Form Groups as Part of a Social Collaboration
In very few businesses does the whole organization work on every project. Likewise, most of the real work accomplished through social collaboration networks happens through smaller groups rather than the main company feed. Just understand the use of the word “group” generically here because the terminology varies between social platforms, and some of the more sophisticated products provide multiple types of groups and communities.
For example, Jive has basic collaboration groups, project groups, and spaces, which are sort of super-groups that can include subspaces and projects, each of which has its own associated content and activity. Only an administrator or community manager can create Jive Spaces, which are often more formal reflections of the corporate hierarchy, such as a space for the human resources department used to post benefits plan descriptions and policy documents or host discussions about how policies are being interpreted.
On the other hand, Jive Groups can be created and administered by ordinary users to discuss a common professional interest, which may cut across the hierarchy, such as sales presentation tactics. The approval of a community manager may or may not be required, depending on how Jive is configured.
In IBM Connections, a group is a Community, and a project is an Activity.
In any social collaboration platform, you can use a Groups tool to gather everyone into a virtual workspace to collaborate on a project and manage tasks free from the distractions of the main activity stream.
How projects fit into social collaboration
Project workspaces focus collaboration around multiple people working toward a single goal or set of goals. Social networking within a project group can be good for eliminating status report meetings. After everyone can easily keep tabs on everyone else, there is little need to make everyone go around the table announcing their progress.

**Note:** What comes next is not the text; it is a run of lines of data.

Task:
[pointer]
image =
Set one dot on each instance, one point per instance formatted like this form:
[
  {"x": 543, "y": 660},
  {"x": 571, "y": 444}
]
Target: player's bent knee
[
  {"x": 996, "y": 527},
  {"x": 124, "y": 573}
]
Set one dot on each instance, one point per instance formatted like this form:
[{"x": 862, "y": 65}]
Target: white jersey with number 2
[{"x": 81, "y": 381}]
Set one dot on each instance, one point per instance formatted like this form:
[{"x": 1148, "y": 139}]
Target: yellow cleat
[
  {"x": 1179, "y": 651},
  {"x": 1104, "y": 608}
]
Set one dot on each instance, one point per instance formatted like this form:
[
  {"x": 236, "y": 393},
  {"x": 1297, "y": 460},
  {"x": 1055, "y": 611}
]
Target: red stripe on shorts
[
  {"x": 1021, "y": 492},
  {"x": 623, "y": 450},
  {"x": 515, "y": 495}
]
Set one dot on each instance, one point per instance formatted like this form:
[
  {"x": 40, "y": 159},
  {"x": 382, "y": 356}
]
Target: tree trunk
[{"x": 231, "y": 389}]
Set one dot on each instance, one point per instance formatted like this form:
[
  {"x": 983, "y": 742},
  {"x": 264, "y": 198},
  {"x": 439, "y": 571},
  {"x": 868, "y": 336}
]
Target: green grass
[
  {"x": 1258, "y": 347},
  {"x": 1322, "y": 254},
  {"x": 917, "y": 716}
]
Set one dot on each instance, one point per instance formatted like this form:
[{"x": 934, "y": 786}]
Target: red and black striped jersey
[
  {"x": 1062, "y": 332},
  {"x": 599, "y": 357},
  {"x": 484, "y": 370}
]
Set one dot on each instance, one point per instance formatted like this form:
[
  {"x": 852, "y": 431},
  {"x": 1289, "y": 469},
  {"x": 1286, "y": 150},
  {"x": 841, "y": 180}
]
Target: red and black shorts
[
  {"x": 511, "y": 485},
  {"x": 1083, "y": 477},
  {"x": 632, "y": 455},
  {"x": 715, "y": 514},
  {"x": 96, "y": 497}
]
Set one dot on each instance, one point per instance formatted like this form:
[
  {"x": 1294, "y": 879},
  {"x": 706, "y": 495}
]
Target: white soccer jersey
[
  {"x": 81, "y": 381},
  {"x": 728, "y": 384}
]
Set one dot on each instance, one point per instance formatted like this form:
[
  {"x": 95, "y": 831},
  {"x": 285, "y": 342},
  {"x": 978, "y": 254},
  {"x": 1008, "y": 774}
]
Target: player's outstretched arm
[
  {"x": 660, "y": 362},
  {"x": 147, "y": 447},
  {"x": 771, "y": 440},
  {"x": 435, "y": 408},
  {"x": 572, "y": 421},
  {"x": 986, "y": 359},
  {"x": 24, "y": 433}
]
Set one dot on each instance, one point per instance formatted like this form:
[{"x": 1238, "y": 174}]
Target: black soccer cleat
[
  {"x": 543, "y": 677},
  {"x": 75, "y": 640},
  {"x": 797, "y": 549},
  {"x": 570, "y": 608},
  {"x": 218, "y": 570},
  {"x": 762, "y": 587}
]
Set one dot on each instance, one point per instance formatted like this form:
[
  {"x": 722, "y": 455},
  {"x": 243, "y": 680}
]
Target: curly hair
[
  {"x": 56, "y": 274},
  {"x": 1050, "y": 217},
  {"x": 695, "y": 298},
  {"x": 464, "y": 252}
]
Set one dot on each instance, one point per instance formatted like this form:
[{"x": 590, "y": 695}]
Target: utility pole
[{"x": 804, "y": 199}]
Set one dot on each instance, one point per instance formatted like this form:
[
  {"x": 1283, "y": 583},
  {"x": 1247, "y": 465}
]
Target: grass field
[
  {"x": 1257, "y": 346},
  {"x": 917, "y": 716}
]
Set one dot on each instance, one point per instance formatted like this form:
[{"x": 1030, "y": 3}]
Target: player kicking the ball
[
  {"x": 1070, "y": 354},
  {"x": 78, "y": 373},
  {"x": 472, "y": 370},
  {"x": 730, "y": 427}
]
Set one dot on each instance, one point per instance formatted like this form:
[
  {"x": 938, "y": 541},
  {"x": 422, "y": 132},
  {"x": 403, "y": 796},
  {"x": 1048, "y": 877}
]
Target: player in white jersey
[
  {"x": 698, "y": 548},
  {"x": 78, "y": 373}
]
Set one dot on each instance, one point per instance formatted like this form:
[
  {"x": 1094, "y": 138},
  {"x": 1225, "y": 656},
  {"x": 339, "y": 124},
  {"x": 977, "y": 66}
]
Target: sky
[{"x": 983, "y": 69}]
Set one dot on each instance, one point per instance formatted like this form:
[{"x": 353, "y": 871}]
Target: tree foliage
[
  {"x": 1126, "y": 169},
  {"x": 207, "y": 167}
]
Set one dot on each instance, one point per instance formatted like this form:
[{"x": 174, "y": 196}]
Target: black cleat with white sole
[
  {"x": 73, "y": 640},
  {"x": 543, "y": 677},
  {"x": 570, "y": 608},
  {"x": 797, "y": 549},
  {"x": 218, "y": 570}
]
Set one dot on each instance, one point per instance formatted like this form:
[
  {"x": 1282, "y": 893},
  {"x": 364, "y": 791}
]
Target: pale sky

Social network communication can be good for loose project coordination, where it’s helpful to know who is running behind or running into trouble but project outputs do not need to be precisely sequenced.
For instance, Yammer doesn’t provide specific project or task management functionality, but many of its users say their projects run more smoothly anyway as the result of team members sharing their status on a regular basis and heading off problems more promptly.
Social software that defines a specific group type for projects typically provides additional tools for structuring and sequencing tasks, as well as visualizations like Gantt charts for measuring progress toward project completion. Social project management can also take advantage of the graph structure of social collaboration, making it possible to assign tasks with @mention references to a user profile from the status line or a drop-down list based on the user’s connections.
One reason for segmenting collaborative activity using groups is to avoid distractions from the purpose of that group, whatever it may be. The group activity stream can be kept free of irrelevant posts by only admitting people with relevant interests and expertise.
Meanwhile, content of interest to only that group can be prevented from cluttering the main company feed.
How to configure levels of privacy in a group
Groups can be configured to be open to anyone who wants to join, or they can be closed, meaning that every member of the group must individually be granted admission by the group manager or administrator. Groups can also be secret and invitation only, with their existence and all the content associated with them invisible in search results.
The exact gradations vary between platforms, making it important to understand what configuration options such as open, closed, public, private, and secret mean in practice. For example, is activity within a group displayed in the company-wide feed as well? Is content created within a group displayed in global search results? Can you do a targeted search of just the content contained within the group?